TextRepresentation

class TextRepresentation(labels: Sequence[str | None], max_id: int | None = None, shape: int | Sequence[int] | None = None, encoder: str | TextEncoder | type[TextEncoder] | None = None, encoder_kwargs: Mapping[str, Any] | None = None, missing_action: Literal['blank', 'error'] = 'error', **kwargs: Any)[source]

Bases: Representation

Textual representations using a text encoder on labels.

Example Usage:

Entity representations are obtained by encoding the labels with a Transformer model. The transformer model becomes part of the KGE model, and its parameters are trained jointly.

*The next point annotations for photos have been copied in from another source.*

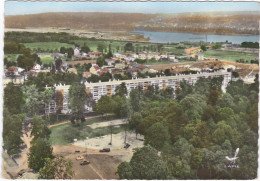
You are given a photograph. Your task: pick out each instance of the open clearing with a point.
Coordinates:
(108, 123)
(117, 141)
(229, 55)
(47, 46)
(102, 165)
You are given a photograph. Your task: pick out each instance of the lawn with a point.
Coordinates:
(118, 46)
(47, 60)
(11, 57)
(65, 133)
(229, 55)
(47, 46)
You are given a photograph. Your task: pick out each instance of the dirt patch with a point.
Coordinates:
(108, 123)
(102, 165)
(117, 141)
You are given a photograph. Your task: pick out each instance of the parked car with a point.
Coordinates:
(105, 150)
(85, 162)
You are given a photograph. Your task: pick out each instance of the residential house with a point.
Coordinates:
(110, 62)
(77, 51)
(86, 74)
(142, 69)
(94, 69)
(36, 67)
(72, 70)
(120, 65)
(95, 55)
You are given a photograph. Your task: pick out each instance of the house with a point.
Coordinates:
(133, 72)
(86, 74)
(163, 55)
(12, 71)
(36, 67)
(77, 51)
(110, 62)
(192, 50)
(142, 69)
(199, 57)
(95, 55)
(94, 69)
(101, 72)
(120, 66)
(72, 70)
(172, 58)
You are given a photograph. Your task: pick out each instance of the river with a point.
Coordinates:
(173, 37)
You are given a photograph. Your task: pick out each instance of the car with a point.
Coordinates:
(105, 150)
(79, 158)
(84, 162)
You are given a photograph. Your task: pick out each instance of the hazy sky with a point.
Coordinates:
(14, 7)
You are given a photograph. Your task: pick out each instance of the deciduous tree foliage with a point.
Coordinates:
(146, 164)
(12, 129)
(13, 98)
(157, 136)
(39, 151)
(56, 168)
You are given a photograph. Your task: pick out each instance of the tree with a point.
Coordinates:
(129, 47)
(193, 106)
(78, 97)
(100, 61)
(157, 136)
(121, 90)
(222, 133)
(124, 171)
(203, 47)
(34, 99)
(253, 117)
(146, 164)
(26, 61)
(56, 168)
(201, 136)
(39, 151)
(13, 98)
(178, 159)
(104, 105)
(85, 49)
(214, 94)
(12, 129)
(184, 90)
(101, 47)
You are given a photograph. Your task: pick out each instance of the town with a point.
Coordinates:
(104, 95)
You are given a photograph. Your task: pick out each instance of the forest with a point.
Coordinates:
(194, 132)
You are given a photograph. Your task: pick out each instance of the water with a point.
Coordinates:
(171, 37)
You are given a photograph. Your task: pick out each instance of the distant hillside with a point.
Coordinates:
(213, 22)
(88, 21)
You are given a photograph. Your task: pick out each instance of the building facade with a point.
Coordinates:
(109, 88)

from pykeen.datasets import get_dataset
from pykeen.nn.representation import TextRepresentation
from pykeen.models import ERModel

dataset = get_dataset(dataset="nations")
entity_representations = TextRepresentation.from_dataset(
    dataset=dataset,
    encoder="transformer",
)
model = ERModel(
    interaction="ermlp",
    entity_representations=entity_representations,
    relation_representations_kwargs=dict(shape=entity_representations.shape),
)

Initialize the representation.

Parameters:
  • labels (Sequence[str | None]) – an ordered, finite collection of labels

  • max_id (int | None) – the number of representations. If provided, has to match the number of labels

  • shape (OneOrSequence[int] | None) – The shape of an individual representation.

  • encoder (HintOrType[TextEncoder]) –

    the text encoder, or a hint thereof. This can be one of:

  • encoder_kwargs (OptionalKwargs) – keyword-based parameters used to instantiate the text encoder

  • missing_action (Literal['blank', 'error']) – Which policy for handling nones in the given labels. If “error”, raises an error on any nones. If “blank”, replaces nones with an empty string.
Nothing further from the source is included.